# Beginner needs help installing gnome 2 with wireless connection



## horny-sama (Oct 1, 2012)

Hi, I am a noob when it comes to FreeBSD. I have successfully install FreeBSD 9.1 and I am trying to install gnome 2 interface on it. I have created a user, but I only have wireless internet connection. I am just wondering is it possible to install gnome 2 through wireless connection and if so how? I am using an alienware m11xr2 with Bigfoot Killer N1103 wireless card (the linux driver for it is ath9k). 
I tried the cmd under the new user account I create:
[cmd=]echo 'setenv PACKAGERROOT ftp://ftp.sunet.se' >>. eshrc[/cmd]
output
[/code]
cannot creat .: Is a directory[/code]


----------



## jb_fvwm2 (Oct 2, 2012)

In the jpg file, you have an extra space between the dot and the filename. No time to answer the other questions, but long forum threads can offer hints...


----------



## SirDice (Oct 2, 2012)

horny-sama said:
			
		

> I tried the command under the new user account I create:
> [cmd=]echo 'setenv PACKAGERROOT ftp://ftp.sunet.se' >>. eshrc[/cmd]
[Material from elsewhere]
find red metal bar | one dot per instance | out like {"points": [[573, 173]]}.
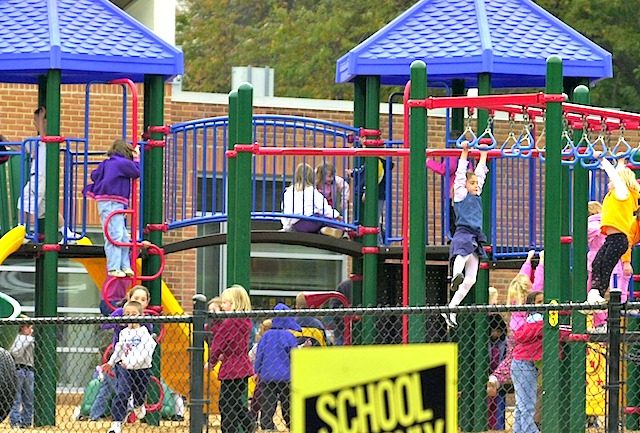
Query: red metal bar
{"points": [[487, 101], [256, 149], [355, 277], [370, 132], [127, 83], [154, 143], [164, 130], [601, 112], [370, 250], [367, 142], [362, 230], [405, 216], [52, 139]]}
Dot is in the wrong place. And don't set PACKAGEROOT, set PACKAGESITE

[cmd=]echo 'setenv PACKAGESITE ftp://ftp.sunet.se' >> .eshrc[/cmd]

As for installing over wireless, it works just like over wired. So get your wireless working first or you won't have internet access at all.

Handbook: 32.3 Wireless Networking


----------